Chuck D's mah boy... yeah I'm a fan of the Beastie Boys, but if there's a group that I have the utmost repect for it was PE...

and i'm not surprised he feels that way... the post-Chronic state of rap/hip-hop is just depressing... sure there's some fun stuff happening in the underground, but it's just so sad that the mainstreaming of it has turned out as porrly as it has...

of course, I'm not really surprised... any time a genre truly "breaks" into the mainstream the really good stuff is typically marginalized... the teeming masses want something they can easily digest, which is how folks like Jay-Z , P-Diddy, Nelly, and their ilk have careers to begin with :(


paris came out with a new album about 15 months ago. it was reputed to be extremely anti-Bush. i never got around to finding it (downloading it), though.

a few points from my perspective:

- i agree that late 80s/early 90s hip-hop is better in quality, but there are also some really innovative things going on. in fact, it's really the only place where anything innovative is happening at all on the radio. there's a lot of it that i dislike, and obviously the lyrics have gone waaaaaaaaaaaay downhill compared to the rhymes spit by our personal faves. but keep in mind that our personal faves were isolated cases, just a handful of people out of thousands that were then active in the field.

- on the commercially-visible end, samples have fallen mostly by the wayside in the time since the famous turtles v. de la soul lawsuit. that lawsuit just happened to coincide with the rise of the chronic. licensing fees are just way too high in a lot of cases, which is why we have been saddled ever since with an excess of keyboard beats and the like, and why no one has really improved upon the bomb squad / lench mob practices.
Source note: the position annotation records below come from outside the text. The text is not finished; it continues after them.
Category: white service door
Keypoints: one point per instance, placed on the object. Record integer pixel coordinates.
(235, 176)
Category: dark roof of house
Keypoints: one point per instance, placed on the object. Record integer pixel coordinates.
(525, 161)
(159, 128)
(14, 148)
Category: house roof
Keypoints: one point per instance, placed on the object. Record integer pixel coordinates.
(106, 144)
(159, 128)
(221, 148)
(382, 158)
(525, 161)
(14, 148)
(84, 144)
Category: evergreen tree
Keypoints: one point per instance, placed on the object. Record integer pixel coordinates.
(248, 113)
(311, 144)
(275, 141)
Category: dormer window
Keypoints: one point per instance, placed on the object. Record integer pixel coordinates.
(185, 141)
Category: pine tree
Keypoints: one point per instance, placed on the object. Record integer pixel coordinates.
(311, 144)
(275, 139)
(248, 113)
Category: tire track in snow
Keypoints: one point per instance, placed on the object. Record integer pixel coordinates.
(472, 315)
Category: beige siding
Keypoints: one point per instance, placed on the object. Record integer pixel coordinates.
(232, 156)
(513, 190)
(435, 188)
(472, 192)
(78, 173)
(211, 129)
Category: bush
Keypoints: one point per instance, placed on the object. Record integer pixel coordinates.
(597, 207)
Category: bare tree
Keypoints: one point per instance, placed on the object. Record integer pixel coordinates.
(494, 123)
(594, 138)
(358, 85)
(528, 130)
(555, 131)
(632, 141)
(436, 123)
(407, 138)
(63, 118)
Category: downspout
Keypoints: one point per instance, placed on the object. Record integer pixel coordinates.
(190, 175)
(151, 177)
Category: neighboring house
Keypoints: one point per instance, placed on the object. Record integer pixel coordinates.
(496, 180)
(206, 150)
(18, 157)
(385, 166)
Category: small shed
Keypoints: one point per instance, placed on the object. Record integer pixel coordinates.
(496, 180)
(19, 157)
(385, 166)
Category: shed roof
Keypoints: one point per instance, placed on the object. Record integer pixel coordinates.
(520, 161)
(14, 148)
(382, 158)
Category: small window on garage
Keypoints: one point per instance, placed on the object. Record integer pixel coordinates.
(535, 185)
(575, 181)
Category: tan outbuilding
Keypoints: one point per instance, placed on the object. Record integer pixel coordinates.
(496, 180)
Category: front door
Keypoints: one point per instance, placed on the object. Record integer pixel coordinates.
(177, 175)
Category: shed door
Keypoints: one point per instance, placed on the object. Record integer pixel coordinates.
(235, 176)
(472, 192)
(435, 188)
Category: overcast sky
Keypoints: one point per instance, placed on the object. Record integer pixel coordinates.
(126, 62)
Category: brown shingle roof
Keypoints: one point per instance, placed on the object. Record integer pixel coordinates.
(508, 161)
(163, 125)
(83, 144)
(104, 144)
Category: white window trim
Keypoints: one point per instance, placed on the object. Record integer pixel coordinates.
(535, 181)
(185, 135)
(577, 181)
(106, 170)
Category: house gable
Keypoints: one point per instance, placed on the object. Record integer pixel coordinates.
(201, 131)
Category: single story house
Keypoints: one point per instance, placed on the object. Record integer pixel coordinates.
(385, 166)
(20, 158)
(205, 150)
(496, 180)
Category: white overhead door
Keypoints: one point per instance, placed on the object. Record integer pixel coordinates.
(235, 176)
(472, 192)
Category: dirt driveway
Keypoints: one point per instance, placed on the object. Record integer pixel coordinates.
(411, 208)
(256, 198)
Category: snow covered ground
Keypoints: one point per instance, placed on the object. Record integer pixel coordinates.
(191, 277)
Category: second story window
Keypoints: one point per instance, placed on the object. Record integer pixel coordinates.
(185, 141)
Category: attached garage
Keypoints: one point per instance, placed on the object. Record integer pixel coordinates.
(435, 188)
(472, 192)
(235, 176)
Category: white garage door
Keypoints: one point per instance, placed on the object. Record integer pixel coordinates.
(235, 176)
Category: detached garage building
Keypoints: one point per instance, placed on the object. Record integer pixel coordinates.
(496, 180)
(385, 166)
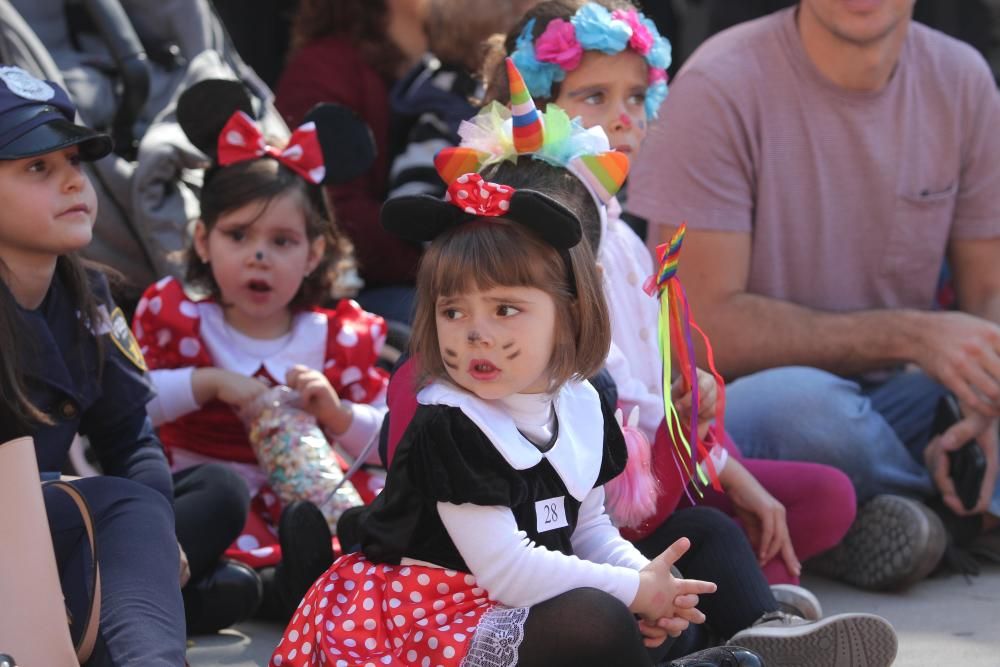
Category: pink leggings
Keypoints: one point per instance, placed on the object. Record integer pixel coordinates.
(819, 507)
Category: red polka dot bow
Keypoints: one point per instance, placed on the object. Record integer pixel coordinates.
(241, 140)
(474, 195)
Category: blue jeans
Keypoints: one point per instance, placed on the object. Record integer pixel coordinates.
(875, 433)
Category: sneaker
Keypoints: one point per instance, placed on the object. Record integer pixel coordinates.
(844, 640)
(894, 542)
(797, 601)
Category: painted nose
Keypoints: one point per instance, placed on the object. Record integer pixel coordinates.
(478, 335)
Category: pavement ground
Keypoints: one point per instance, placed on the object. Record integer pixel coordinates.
(942, 621)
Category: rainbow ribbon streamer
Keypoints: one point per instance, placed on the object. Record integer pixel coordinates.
(676, 324)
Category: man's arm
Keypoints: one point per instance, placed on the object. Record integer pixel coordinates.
(751, 333)
(977, 284)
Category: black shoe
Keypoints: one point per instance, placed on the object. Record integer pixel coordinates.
(719, 656)
(223, 597)
(894, 542)
(962, 531)
(306, 552)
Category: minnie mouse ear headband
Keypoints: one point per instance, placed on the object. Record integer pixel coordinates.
(423, 217)
(545, 59)
(497, 134)
(332, 146)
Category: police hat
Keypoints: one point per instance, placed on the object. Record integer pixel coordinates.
(37, 116)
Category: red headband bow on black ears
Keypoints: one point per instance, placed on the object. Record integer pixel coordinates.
(423, 218)
(332, 146)
(241, 140)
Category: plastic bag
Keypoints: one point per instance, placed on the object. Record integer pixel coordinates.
(299, 461)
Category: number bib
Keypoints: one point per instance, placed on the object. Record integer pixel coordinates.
(550, 514)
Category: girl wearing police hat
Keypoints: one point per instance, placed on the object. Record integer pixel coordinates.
(70, 365)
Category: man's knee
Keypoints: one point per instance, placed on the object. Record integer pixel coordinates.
(797, 412)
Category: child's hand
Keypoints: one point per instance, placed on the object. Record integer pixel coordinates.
(707, 396)
(659, 590)
(319, 398)
(230, 388)
(762, 514)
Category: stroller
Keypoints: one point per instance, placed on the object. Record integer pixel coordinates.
(124, 63)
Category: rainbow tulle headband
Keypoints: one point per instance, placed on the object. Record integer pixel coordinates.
(498, 133)
(559, 49)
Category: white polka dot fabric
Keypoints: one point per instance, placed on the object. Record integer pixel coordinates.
(360, 614)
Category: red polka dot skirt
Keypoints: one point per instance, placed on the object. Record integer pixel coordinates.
(359, 614)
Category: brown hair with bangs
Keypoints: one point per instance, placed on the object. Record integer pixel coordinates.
(264, 180)
(487, 252)
(501, 46)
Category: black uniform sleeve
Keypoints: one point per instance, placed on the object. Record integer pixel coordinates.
(450, 460)
(615, 452)
(116, 423)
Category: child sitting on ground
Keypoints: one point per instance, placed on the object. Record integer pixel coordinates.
(264, 250)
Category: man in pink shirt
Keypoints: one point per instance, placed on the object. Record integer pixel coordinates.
(827, 159)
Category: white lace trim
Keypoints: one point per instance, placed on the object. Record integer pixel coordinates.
(497, 638)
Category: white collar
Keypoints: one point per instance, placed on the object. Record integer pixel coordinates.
(578, 451)
(306, 344)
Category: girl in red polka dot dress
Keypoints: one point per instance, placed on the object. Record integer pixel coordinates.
(489, 545)
(264, 253)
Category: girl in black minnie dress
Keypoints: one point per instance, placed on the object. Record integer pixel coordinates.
(490, 544)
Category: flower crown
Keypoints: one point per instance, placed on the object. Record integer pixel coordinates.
(559, 49)
(498, 133)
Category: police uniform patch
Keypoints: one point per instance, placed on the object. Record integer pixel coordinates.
(24, 85)
(121, 336)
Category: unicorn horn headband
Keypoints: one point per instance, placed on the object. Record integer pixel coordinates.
(499, 133)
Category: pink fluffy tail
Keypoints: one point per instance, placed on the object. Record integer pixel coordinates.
(631, 497)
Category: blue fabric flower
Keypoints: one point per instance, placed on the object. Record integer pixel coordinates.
(660, 55)
(596, 30)
(655, 95)
(538, 76)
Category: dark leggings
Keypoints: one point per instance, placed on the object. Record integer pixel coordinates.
(720, 552)
(142, 619)
(210, 505)
(581, 628)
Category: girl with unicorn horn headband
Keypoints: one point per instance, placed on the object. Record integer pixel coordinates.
(604, 62)
(489, 544)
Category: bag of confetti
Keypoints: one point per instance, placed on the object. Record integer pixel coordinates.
(299, 461)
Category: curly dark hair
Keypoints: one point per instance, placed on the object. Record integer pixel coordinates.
(364, 22)
(231, 187)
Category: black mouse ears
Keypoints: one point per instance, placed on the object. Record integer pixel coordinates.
(332, 146)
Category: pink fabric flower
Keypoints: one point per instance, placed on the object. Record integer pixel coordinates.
(558, 45)
(641, 40)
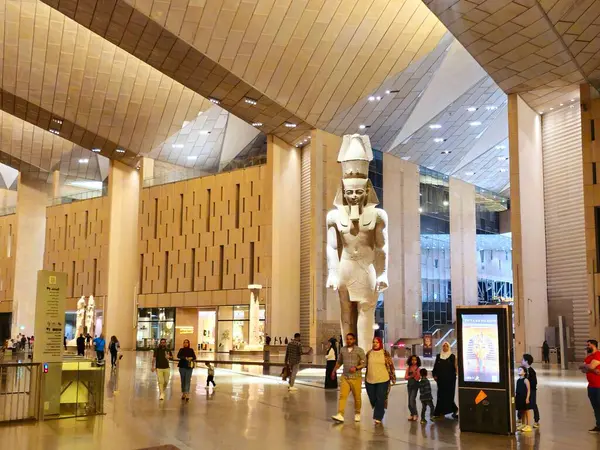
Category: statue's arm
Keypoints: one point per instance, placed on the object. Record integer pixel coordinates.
(332, 251)
(381, 249)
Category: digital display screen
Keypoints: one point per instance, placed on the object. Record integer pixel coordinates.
(480, 351)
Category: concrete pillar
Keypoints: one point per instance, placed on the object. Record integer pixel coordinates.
(283, 165)
(32, 199)
(463, 244)
(402, 300)
(528, 227)
(123, 259)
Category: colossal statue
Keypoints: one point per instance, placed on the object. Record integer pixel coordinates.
(357, 244)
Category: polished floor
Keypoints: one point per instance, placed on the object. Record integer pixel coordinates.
(252, 412)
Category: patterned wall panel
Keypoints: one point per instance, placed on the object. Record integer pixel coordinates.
(7, 260)
(77, 243)
(204, 235)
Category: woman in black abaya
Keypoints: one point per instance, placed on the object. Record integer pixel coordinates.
(331, 357)
(444, 373)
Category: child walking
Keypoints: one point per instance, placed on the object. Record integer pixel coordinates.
(523, 401)
(425, 395)
(211, 375)
(413, 375)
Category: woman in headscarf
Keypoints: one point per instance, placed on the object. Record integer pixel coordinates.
(331, 357)
(380, 376)
(444, 373)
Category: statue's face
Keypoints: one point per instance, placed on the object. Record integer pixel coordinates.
(355, 191)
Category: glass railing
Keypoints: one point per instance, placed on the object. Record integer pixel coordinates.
(7, 211)
(85, 195)
(182, 175)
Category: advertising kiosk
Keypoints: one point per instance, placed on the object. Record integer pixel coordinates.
(486, 369)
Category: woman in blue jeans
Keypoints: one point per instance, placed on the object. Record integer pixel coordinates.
(186, 357)
(413, 375)
(381, 374)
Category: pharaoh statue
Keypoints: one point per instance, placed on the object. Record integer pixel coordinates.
(357, 244)
(90, 316)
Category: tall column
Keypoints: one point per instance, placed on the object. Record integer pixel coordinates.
(528, 226)
(402, 300)
(283, 162)
(463, 244)
(123, 259)
(32, 199)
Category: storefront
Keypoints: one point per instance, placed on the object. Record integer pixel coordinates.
(155, 324)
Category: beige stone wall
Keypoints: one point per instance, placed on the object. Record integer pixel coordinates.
(77, 236)
(402, 300)
(7, 261)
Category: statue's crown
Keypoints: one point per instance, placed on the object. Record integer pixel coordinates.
(355, 155)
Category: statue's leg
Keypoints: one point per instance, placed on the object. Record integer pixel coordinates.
(366, 319)
(348, 313)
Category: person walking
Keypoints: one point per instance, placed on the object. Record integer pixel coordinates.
(211, 376)
(592, 371)
(99, 345)
(379, 377)
(160, 365)
(546, 352)
(526, 362)
(353, 359)
(113, 348)
(413, 375)
(293, 356)
(187, 359)
(80, 345)
(331, 357)
(444, 373)
(425, 396)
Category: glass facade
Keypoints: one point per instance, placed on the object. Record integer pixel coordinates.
(155, 324)
(436, 288)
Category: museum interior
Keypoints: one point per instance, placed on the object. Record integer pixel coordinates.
(233, 172)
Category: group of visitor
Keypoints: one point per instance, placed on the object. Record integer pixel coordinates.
(186, 358)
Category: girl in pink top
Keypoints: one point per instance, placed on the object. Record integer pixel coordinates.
(412, 375)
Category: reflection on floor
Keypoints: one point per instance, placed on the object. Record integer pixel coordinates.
(258, 413)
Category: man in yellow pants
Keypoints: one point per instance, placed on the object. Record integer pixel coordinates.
(352, 358)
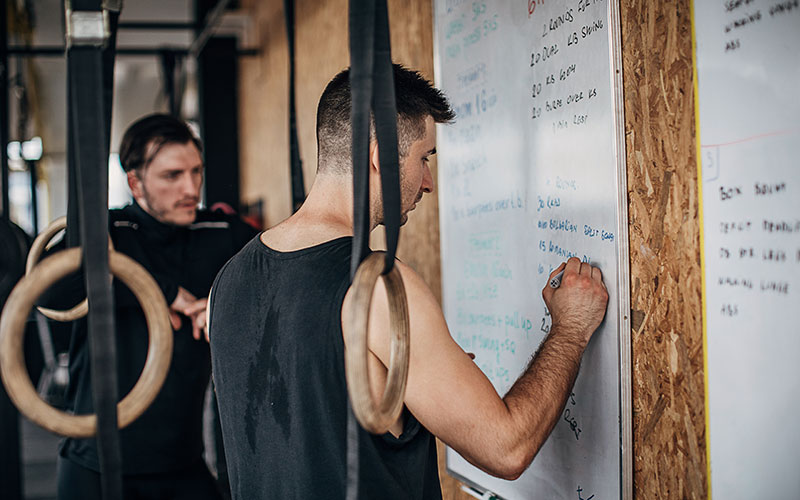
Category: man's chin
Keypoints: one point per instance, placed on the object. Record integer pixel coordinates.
(184, 219)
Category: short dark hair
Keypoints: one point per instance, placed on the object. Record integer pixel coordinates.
(147, 135)
(416, 98)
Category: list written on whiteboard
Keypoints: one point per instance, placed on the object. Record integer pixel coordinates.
(754, 254)
(742, 15)
(498, 211)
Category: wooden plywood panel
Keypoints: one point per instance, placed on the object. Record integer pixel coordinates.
(264, 115)
(668, 406)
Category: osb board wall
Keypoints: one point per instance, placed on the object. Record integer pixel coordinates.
(668, 404)
(321, 51)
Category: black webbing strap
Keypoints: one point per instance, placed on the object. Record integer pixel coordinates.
(372, 87)
(89, 120)
(295, 162)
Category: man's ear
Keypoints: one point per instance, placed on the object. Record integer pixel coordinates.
(374, 159)
(135, 184)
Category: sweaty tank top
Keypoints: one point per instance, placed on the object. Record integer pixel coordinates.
(278, 365)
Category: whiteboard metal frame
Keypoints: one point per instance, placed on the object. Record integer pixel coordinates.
(623, 255)
(623, 259)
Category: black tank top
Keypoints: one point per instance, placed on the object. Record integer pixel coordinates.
(278, 365)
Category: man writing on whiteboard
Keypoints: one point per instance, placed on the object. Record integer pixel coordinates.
(277, 345)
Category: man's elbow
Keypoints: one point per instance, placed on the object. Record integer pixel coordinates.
(511, 465)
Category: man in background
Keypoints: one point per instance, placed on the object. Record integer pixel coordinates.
(182, 247)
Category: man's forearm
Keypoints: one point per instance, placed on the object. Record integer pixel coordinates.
(536, 399)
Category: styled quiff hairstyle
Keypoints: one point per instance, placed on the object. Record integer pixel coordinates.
(147, 135)
(415, 98)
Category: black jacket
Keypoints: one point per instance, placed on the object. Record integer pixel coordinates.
(168, 436)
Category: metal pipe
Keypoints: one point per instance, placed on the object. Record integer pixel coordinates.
(60, 51)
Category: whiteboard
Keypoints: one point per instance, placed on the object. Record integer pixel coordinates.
(530, 174)
(748, 76)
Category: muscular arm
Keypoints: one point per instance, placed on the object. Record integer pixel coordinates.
(453, 399)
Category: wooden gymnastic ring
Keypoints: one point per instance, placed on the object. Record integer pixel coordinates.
(376, 420)
(12, 330)
(38, 247)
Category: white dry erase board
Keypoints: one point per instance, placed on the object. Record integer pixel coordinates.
(748, 103)
(531, 173)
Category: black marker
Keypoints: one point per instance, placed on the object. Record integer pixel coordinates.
(555, 282)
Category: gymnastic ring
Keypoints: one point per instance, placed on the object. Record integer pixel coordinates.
(376, 420)
(37, 248)
(12, 330)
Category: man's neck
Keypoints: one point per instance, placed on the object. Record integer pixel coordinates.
(326, 214)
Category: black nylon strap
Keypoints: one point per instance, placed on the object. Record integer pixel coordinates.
(371, 86)
(90, 90)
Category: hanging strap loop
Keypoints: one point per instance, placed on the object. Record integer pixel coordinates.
(372, 88)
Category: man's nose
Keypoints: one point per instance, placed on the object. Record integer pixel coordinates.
(190, 186)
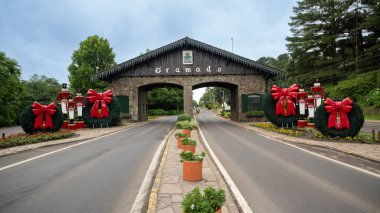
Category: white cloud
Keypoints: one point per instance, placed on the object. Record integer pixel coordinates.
(42, 34)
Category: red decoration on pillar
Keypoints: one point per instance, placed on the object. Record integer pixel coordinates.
(342, 108)
(42, 111)
(284, 98)
(96, 98)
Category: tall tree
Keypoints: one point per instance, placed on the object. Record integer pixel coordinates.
(12, 90)
(94, 55)
(42, 88)
(317, 27)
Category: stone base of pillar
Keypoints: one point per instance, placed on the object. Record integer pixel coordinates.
(72, 126)
(65, 124)
(79, 124)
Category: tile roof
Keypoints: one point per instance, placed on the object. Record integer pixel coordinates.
(270, 71)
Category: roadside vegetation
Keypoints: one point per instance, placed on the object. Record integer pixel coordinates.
(23, 138)
(310, 133)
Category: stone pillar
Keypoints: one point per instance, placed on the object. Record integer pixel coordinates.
(143, 104)
(188, 99)
(133, 104)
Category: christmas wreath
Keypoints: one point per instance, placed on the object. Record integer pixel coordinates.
(279, 106)
(41, 118)
(339, 119)
(102, 109)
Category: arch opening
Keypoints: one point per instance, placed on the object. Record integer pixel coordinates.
(220, 97)
(159, 98)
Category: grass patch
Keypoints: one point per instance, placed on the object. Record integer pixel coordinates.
(23, 138)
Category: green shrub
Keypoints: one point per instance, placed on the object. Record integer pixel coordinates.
(195, 202)
(157, 112)
(184, 117)
(189, 141)
(180, 135)
(186, 125)
(255, 114)
(225, 114)
(22, 138)
(189, 156)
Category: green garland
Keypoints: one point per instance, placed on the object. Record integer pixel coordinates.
(280, 121)
(113, 115)
(27, 119)
(355, 117)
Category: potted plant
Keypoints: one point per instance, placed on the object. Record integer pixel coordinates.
(211, 201)
(192, 165)
(188, 144)
(179, 137)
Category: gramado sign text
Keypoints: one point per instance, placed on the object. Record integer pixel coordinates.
(177, 70)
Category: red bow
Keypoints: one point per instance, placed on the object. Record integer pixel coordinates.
(285, 105)
(96, 98)
(42, 111)
(338, 107)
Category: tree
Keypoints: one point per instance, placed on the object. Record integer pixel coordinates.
(42, 89)
(94, 55)
(317, 27)
(12, 90)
- underground hip-hop seems pretty promising for all us old-schoolers, although i've yet to see something that fully delivers on its promise. if it's good lyrics you're looking for, though, you might find satisfaction in the likes of big undie names like mf doom or mr. lif. and certainly these artists have a lot more reckless approach to sampling.

Oh I agree with you there. The lawsuits over sampling effectively ended that era of music. What's really a shame is that in this age of digital music the possibilities would've been endless for creative sampling. OF course, the ease with which it could be done would also lead to a lot more crap in the marketplace of ideas as well.

Man... you know how to make my heart go pitter-patter by mentioning the Bomb Squad... PE records #1...

And yeah, I know there were just as many lame acts back then, too and we have the luxury of time to reflect back on the era and conveniently forget the crap that was mixed with the cream... and I won't deny that there are some fun things in the underground (the last Murs record was a personal fave of mine) but so much of it feels like a throw-back to the past rather than forging into bold new soundscapes....

yeah, i agree about the throwback thing. although the murs record was awesome! and if you didn't get a chance to hear the Madvillain album... damn.